LONDON (Reuters) - Households helped to limit the damage to Britain’s economy as it shrank in the second quarter ahead of Brexit, according to new data that also showed their financial health was less fragile than previously thought.
The Office for National Statistics (ONS) confirmed the economy contracted at a quarterly rate of 0.2% in the second quarter, a hangover from a stockpiling boom before the original Brexit deadline that was postponed until Oct. 31.
While British industry and investment wilted in the escalating Brexit crisis, household spending increased at a quarterly rate of 0.4%, marking the fastest growth in a year.

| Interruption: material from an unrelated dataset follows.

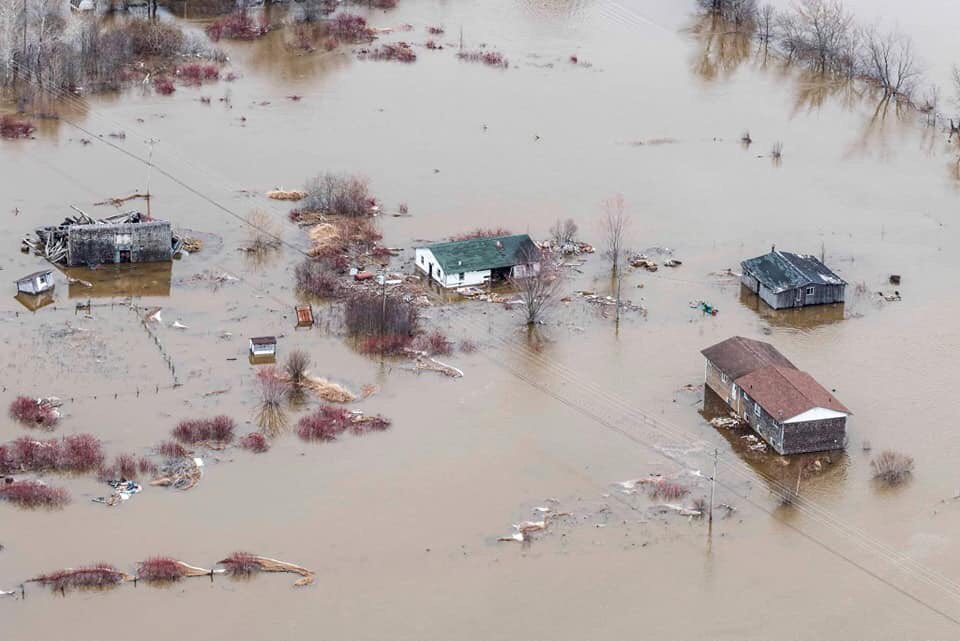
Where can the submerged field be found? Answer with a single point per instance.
(401, 527)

The new ONS data also showed Britain’s households have been net lenders to the economy rather than net borrowers ever since the second quarter of 2017. Previous data had shown households were net borrowers non-stop since late 2016.
The status change reflected people donating less to charity than previously thought, meaning households held more assets, as well as landlords earning more money, ONS said.
“A healthier picture of households’ balance sheets gives us some confidence that household spending will continue to underpin growth,” Andrew Wishart, economist at consultancy Capital Economics said.
Changes to the measurement of student loans also contributed to change in the status of households to net lenders, although the figures still showed a “significant” deterioration since the 2016 Brexit vote.
Lending to British consumers slowed to its weakest rate in more than five years in August, a sign household demand may be softening in the run-up to Britain’s departure from the European Union, Bank of England (BoE) figures showed on Monday.
Sterling and British government bonds showed little reaction to Monday’s data.
Monday’s ONS figures showed Britain’s current account deficit in the second quarter narrowed by less than expected, to 25.2 billion pounds ($31.02 billion) from 33.1 billion pounds.
At 4.6% of gross domestic product, the deficit was larger than any economist had expected in a Reuters poll which had pointed to a deficit of 19.5 billion pounds.
“The fact that the current account deficit was still elevated ... in the second quarter is a concern — as an elevated shortfall is a potential source of vulnerability for the UK economy,” economist Howard Archer from the EY ITEM Club consultancy said.
BoE Governor Mark Carney described Britain as dependent “on the kindness of strangers” before the 2016 Brexit referendum, and last month the BoE said the current account deficit still posed economic risks.
A drop-off in foreign investors’ demand for British assets could trigger a further fall in sterling and make it harder for businesses and consumers to raise finance or borrow.
Britain’s economy has slowed since the Brexit referendum, and now faces increased headwinds from trade tensions between the United States and China and a slowdown in Europe.
While most economists think the economy recovered some of its lost ground in the third quarter, the outlook further ahead is clouded by the global slowdown and the Brexit crisis.
A Lloyds Bank survey on Monday showed pessimism among businesses about the economic outlook rose in September to its highest since June 2016, the month of the Brexit vote.
Monday’s ONS figures showed the economy grew by 1.3% in the year to the end of June, revised up from an earlier estimate of 1.2%.
Spending from households and the government — the latter rising at the fastest annual rate since late 2008 — were among the few drivers of growth in Britain’s economy in the second quarter, with business investment falling again.